Surrounded by crystal blue waters and white sandy beaches, Barbados is a surfer’s haven. This was highlighted when the island recently hosted the exhilarating World Surf League Barbados Surf Pro QS 5000. The event, which is the Caribbean’s largest surfing competition, welcomed surfers from around the globe to the famous Soup Bowl to surf some of the best waves in the world.

As the waves have eased and champions crowned, it’s the perfect time to delve into what makes Barbados a surfer’s haven or a ‘Surf Isle’.

Based on the island’s location, Barbados is perfectly positioned to capture swells from any direction. This means, whether you’re a seasoned pro or novice you can find great waves on the island.

Here are a few surf spots to help you find the best wave for you.

Soup Bowl

Soup Bowl is the undisputed home of surfing in Barbados. The name ‘Soup Bowl’ is derived from the characteristics of the popular spot. The curling face of the wave represents the ‘bowl’, whereas the white water after the wave breaks is considered the ‘soup’.

Located on the unspoiled East Coast, Soup Bowl is known for its powerful break and is suited for the more advanced surfers. The best time to surf the waves are between November and April.

Don’t be surprised if you spot some of the sport’s elite surfing the break, as Soup Bowl regularly attracts professionals from all over the world seeking the ultimate thrill. A great example is world-renowned surfer, Kelly Slater who considers Soup Bowl one of the best waves he has ever surfed in the entire world.

Freights Bay

For all you beginner surfers, Freights Bay offers the best waves to learn how to surf.
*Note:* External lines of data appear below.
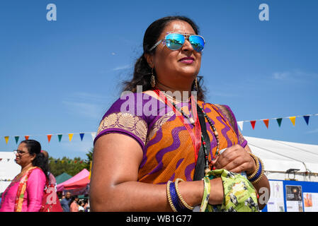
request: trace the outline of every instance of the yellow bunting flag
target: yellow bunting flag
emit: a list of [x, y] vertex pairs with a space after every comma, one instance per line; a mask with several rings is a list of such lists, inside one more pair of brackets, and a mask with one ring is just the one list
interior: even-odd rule
[[91, 179], [91, 161], [89, 163], [89, 179]]
[[269, 119], [263, 119], [263, 121], [264, 122], [265, 126], [266, 126], [267, 129], [268, 129]]
[[73, 138], [73, 135], [74, 135], [74, 133], [69, 133], [69, 141], [72, 141], [72, 138]]
[[51, 141], [52, 134], [47, 134], [47, 141], [49, 141], [50, 143], [50, 141]]
[[292, 121], [293, 125], [294, 125], [294, 126], [295, 126], [295, 121], [296, 121], [296, 117], [293, 116], [293, 117], [289, 117], [289, 119]]

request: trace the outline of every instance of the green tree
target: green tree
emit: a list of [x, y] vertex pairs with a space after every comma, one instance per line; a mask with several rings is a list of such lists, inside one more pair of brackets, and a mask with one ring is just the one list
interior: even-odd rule
[[79, 157], [74, 157], [74, 159], [67, 157], [63, 157], [62, 159], [55, 159], [50, 157], [50, 171], [55, 177], [62, 174], [63, 172], [66, 172], [71, 176], [74, 176], [83, 170], [83, 169], [86, 169], [89, 171], [90, 162], [93, 160], [93, 148], [91, 148], [86, 154], [87, 157], [86, 160], [82, 160]]

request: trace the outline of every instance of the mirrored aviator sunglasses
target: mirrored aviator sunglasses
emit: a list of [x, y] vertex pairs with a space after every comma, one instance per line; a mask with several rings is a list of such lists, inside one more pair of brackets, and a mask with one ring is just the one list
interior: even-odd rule
[[186, 38], [188, 39], [194, 50], [198, 52], [203, 50], [205, 42], [202, 36], [197, 35], [188, 35], [186, 34], [171, 33], [166, 36], [164, 43], [170, 49], [176, 50], [183, 45]]
[[204, 44], [205, 44], [203, 37], [198, 35], [169, 33], [166, 35], [164, 40], [161, 40], [157, 42], [150, 49], [150, 51], [154, 49], [161, 42], [163, 42], [164, 44], [166, 44], [170, 49], [177, 50], [182, 47], [186, 41], [186, 38], [189, 40], [195, 51], [200, 52], [203, 50]]

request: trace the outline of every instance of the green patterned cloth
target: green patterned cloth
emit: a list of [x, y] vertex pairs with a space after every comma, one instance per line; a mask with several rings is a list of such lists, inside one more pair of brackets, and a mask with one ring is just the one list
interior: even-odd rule
[[208, 203], [208, 194], [205, 192], [201, 203], [201, 211], [204, 209], [205, 212], [259, 211], [254, 188], [246, 177], [226, 170], [212, 170], [208, 173], [205, 177], [208, 177], [210, 179], [221, 177], [223, 182], [225, 198], [222, 205], [212, 206]]

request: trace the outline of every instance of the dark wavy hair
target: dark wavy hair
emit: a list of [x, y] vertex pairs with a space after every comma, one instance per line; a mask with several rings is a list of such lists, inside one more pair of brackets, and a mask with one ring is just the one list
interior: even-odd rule
[[[150, 77], [152, 76], [152, 68], [149, 66], [144, 54], [154, 54], [156, 48], [150, 51], [150, 49], [158, 41], [158, 38], [164, 30], [164, 28], [171, 21], [183, 20], [187, 22], [193, 28], [196, 35], [199, 34], [199, 28], [190, 18], [186, 16], [166, 16], [153, 22], [147, 28], [144, 35], [143, 50], [142, 56], [138, 58], [135, 64], [135, 69], [132, 79], [123, 83], [123, 91], [137, 92], [137, 85], [142, 85], [142, 90], [152, 89], [150, 85]], [[155, 71], [154, 71], [154, 73]], [[198, 100], [204, 100], [205, 90], [203, 89], [203, 77], [198, 76]]]
[[30, 155], [35, 155], [35, 158], [32, 160], [34, 167], [41, 168], [47, 179], [48, 179], [49, 162], [48, 158], [41, 153], [41, 145], [35, 140], [22, 141], [21, 143], [25, 143]]

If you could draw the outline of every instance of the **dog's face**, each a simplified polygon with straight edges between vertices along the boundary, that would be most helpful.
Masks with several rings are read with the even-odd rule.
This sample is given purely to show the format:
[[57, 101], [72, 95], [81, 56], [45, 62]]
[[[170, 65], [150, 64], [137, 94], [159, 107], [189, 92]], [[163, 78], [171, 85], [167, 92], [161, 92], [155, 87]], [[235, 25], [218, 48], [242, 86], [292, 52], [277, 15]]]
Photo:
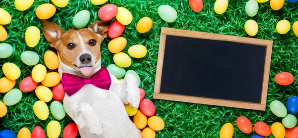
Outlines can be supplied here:
[[96, 64], [101, 62], [100, 46], [107, 36], [109, 23], [94, 22], [88, 28], [63, 30], [58, 24], [41, 21], [43, 33], [50, 46], [57, 50], [63, 64], [90, 75]]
Located on the south coast of the island, this wave is the longest left break on the island with little current, so it is great for long boarders, intermediate surfers and beginners. 
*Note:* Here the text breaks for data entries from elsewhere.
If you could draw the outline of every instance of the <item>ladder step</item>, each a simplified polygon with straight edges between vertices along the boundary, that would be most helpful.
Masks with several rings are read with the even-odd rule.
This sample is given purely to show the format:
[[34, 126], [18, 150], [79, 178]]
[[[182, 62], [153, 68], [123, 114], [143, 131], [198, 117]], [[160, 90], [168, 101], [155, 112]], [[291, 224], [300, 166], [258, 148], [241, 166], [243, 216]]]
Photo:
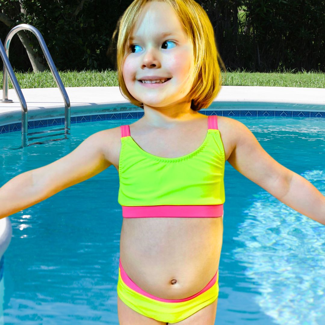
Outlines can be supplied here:
[[[36, 144], [44, 144], [45, 143], [48, 143], [51, 141], [59, 141], [60, 140], [66, 140], [66, 138], [60, 138], [59, 139], [49, 139], [48, 140], [45, 140], [41, 142], [33, 142], [32, 143], [29, 143], [27, 146], [29, 147], [30, 146], [33, 146]], [[17, 148], [18, 149], [18, 148]]]
[[52, 129], [51, 130], [46, 130], [44, 131], [39, 131], [38, 132], [33, 132], [31, 133], [27, 133], [27, 136], [32, 136], [34, 134], [41, 134], [42, 133], [48, 133], [51, 132], [56, 132], [57, 131], [62, 131], [64, 130], [65, 128], [60, 127], [58, 129]]
[[55, 133], [54, 134], [48, 134], [47, 135], [43, 135], [41, 136], [34, 136], [33, 137], [27, 138], [27, 139], [30, 141], [31, 140], [36, 140], [37, 139], [42, 139], [43, 138], [48, 137], [49, 136], [62, 136], [65, 134], [64, 132], [60, 133]]

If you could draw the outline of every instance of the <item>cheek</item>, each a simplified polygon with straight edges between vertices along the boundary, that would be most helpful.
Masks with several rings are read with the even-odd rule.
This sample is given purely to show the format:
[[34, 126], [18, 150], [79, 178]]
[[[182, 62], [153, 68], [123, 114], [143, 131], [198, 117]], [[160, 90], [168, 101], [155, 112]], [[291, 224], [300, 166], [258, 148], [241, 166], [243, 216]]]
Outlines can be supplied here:
[[175, 76], [182, 78], [188, 74], [192, 60], [193, 58], [189, 55], [188, 52], [184, 51], [169, 58], [166, 64]]
[[125, 83], [132, 81], [135, 77], [136, 69], [130, 60], [125, 59], [122, 70], [123, 78]]

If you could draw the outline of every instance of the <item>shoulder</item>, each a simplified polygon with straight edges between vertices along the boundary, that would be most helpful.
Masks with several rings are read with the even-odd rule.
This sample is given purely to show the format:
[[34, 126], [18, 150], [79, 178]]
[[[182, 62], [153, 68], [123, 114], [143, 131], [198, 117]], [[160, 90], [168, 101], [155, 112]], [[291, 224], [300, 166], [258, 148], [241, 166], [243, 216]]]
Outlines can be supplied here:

What is also unique about surfing at Freights is while enjoying the waves, you might spot Barbados’ honorary citizens, turtles.
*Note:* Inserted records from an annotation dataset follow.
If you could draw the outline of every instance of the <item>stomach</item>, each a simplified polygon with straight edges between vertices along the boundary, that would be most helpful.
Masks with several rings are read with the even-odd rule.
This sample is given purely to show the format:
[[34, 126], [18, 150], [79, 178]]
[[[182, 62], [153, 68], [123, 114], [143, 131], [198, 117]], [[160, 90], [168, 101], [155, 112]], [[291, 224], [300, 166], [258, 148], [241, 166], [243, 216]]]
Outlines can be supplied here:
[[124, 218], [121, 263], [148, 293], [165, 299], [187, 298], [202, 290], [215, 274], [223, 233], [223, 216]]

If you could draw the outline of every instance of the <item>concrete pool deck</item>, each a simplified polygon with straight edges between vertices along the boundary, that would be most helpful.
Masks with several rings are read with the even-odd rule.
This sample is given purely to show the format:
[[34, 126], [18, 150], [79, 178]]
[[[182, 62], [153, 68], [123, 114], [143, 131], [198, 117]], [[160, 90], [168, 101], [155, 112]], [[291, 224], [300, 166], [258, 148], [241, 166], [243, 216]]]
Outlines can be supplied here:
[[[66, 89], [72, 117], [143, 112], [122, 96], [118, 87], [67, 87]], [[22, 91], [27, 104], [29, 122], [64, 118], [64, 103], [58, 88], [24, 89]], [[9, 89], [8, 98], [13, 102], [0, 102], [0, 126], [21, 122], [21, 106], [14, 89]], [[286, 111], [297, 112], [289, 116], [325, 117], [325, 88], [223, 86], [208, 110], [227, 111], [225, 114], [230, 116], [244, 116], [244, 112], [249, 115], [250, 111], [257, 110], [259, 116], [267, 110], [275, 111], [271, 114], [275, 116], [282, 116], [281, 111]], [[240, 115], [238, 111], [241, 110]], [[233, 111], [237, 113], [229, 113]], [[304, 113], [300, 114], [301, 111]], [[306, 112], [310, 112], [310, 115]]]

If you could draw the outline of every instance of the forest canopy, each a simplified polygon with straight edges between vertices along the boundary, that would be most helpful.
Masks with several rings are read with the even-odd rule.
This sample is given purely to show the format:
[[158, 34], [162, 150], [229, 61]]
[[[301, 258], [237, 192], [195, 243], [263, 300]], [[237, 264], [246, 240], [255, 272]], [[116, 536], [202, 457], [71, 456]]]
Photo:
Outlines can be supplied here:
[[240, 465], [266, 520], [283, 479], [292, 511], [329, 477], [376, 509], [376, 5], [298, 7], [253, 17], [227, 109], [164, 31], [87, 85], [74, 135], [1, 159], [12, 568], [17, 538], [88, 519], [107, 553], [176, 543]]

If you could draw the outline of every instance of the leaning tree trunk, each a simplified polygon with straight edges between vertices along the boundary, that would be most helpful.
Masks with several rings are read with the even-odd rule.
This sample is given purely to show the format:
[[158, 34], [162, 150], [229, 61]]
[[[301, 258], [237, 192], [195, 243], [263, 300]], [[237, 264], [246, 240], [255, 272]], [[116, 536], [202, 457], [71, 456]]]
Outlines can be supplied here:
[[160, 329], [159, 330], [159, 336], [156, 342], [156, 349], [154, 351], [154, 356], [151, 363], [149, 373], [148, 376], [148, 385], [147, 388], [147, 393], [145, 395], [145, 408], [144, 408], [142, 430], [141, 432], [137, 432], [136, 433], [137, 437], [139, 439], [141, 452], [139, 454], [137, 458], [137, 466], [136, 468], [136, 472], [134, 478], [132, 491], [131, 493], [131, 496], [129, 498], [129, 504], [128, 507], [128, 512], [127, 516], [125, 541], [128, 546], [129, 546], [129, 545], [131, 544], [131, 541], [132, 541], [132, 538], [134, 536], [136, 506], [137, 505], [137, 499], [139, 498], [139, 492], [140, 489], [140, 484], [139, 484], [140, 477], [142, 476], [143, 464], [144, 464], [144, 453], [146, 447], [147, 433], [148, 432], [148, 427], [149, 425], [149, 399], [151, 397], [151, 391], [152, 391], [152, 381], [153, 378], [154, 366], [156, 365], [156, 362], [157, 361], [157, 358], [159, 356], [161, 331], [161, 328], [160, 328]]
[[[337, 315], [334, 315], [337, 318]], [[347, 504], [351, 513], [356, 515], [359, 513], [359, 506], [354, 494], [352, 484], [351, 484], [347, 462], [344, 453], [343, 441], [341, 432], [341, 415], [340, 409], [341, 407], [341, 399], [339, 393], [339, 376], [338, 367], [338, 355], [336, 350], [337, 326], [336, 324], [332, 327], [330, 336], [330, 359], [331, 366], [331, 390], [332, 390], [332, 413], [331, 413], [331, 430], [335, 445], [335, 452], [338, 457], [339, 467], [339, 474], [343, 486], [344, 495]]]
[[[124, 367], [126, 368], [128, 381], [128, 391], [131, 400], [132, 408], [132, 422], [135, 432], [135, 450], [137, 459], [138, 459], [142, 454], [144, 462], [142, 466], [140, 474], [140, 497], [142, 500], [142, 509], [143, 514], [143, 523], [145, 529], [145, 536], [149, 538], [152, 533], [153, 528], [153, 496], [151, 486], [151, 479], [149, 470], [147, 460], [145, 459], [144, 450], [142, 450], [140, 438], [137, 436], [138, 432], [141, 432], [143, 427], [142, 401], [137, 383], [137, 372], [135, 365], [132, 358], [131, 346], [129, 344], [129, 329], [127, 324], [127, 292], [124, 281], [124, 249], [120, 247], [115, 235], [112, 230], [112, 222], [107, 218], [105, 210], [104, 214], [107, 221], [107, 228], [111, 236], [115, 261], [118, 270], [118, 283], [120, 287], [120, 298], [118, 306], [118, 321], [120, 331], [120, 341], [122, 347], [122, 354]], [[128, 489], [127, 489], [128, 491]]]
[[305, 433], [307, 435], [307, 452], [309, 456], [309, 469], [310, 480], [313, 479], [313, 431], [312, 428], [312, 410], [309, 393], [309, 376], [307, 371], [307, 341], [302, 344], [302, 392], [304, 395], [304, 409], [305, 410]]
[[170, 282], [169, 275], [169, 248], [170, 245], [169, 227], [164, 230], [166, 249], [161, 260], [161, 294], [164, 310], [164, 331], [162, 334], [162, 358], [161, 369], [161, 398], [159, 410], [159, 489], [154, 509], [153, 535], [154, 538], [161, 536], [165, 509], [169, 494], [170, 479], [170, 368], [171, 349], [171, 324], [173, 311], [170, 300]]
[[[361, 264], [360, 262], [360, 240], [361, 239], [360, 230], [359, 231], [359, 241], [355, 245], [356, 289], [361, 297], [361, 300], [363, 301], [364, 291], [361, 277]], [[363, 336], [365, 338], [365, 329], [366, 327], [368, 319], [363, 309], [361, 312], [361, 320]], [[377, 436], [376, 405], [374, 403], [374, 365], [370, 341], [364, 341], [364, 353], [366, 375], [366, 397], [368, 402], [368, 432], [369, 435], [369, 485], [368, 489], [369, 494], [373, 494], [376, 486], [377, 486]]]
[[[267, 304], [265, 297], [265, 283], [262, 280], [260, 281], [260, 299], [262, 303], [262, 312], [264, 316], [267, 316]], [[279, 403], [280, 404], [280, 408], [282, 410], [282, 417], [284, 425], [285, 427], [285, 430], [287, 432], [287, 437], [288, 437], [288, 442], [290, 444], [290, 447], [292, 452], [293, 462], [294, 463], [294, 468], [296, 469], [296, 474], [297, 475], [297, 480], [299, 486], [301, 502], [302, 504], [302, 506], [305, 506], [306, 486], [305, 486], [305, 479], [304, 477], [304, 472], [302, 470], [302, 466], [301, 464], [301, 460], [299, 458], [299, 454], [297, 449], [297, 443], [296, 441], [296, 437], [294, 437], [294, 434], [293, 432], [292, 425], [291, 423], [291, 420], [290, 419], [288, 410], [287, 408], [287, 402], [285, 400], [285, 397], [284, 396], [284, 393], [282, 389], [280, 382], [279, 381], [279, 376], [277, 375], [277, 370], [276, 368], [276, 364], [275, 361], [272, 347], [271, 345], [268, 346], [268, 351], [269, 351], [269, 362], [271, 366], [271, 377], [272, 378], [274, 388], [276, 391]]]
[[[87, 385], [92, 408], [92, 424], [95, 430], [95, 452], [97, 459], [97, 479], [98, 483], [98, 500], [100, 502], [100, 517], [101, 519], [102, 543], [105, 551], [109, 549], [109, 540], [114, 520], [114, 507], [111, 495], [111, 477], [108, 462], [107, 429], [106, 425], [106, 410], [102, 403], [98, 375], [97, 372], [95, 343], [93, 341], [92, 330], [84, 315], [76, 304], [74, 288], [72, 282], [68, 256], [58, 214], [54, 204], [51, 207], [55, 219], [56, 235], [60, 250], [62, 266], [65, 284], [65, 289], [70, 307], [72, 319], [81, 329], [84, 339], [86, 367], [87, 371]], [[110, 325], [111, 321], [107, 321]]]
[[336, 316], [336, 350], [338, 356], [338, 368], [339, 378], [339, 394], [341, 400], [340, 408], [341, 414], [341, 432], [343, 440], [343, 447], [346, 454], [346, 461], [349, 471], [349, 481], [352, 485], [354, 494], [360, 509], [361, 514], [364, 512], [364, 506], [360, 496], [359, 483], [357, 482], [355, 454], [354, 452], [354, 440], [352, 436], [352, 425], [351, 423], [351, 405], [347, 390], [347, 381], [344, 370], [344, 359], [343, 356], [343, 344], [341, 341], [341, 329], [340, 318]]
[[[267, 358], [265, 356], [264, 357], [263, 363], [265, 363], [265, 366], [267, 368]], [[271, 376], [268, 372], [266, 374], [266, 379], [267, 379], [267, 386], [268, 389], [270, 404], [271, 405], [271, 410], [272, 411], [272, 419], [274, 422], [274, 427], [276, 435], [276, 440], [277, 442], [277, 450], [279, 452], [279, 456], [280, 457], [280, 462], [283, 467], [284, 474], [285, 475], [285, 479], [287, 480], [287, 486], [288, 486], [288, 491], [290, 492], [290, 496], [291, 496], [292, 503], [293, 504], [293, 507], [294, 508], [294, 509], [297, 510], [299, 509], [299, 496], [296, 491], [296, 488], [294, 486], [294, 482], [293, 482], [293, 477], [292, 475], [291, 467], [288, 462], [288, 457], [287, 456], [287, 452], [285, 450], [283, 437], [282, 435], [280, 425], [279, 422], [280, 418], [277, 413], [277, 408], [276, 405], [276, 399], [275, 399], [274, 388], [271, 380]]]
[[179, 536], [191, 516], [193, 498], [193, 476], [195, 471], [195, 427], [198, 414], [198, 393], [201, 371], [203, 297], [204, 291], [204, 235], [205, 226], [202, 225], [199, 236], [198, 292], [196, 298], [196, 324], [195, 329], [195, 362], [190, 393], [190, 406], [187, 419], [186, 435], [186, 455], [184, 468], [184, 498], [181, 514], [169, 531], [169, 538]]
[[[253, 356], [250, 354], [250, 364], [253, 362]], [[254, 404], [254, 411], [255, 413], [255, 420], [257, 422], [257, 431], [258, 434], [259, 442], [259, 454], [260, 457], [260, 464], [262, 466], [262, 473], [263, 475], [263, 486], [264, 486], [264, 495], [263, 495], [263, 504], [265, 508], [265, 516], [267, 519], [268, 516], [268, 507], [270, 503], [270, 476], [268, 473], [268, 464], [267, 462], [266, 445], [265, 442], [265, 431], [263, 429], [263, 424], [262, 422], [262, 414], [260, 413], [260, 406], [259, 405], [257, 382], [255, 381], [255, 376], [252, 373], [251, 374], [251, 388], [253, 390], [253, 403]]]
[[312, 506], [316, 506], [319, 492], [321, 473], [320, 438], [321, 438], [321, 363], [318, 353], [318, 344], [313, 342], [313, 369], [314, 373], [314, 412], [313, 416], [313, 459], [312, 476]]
Freights Bay is also an earshot away from Oistins Bay Garden; a cultural treasure where one can get the most delicious Barbadian cuisine and flavourful fish. Tourists and locals flock to the fishing village on a Friday night to eat, drink, sing karaoke, and have a grand time.

Drill Hall/Brandons

Some say the south of the island is where you can experience more of the surf culture. As mentioned before, there is Freights Bay, but there is also Brandons known as Drill Hall. This surf spot is popular for many local and international surfers as the Barbados Surf Pro was initially held here.

This break is perfect for surfers of all levels and the beach itself is a good picnic spot. Brandon’s is also a few minutes away from the island’s capital, Bridgetown, which is a UNESCO World Heritage Site.   


Situated in the northwest corner of the island, Maycocks stands as a secluded gem for surfers, offering breathtaking vistas and reliably lengthy right-hand waves. This hidden treasure of Barbados remains relatively unknown to most visitors, adding to its allure.

Maycocks presents a challenging surfing experience, making it ideal for advanced surfers rather than beginners or those with intermediate skills. Despite its somewhat elusive nature, both locals and tourists will find the journey to this surfing paradise well worth the adventure.

North Point

Tucked away behind the abandoned North Point Surf Resort is a hidden gem for all thrill seekers, North Point. It is described as a fun break but suited for the more advanced surfers.

However, on your journey to north point, you can make a stop at the island lone accessible sea cave, Animal Flower Cave. This amazing cave opens directly into the Atlantic Ocean and its name comes from the sea anemones found in the pools of the cave.

The area surrounding the cave is also the most enthralling point of the legendary Round Barbados Race; where even windsurfers set out to battle the gusty winds and waves of the north coast.

Surfing Community

Barbados is indeed a surfer’s paradise with world-class waves, but beyond the breaks surfing on the island is about community and making lasting memories. The island has a vibrant surf culture, so no matter what level of surfer you are, you will find your wave in Barbados.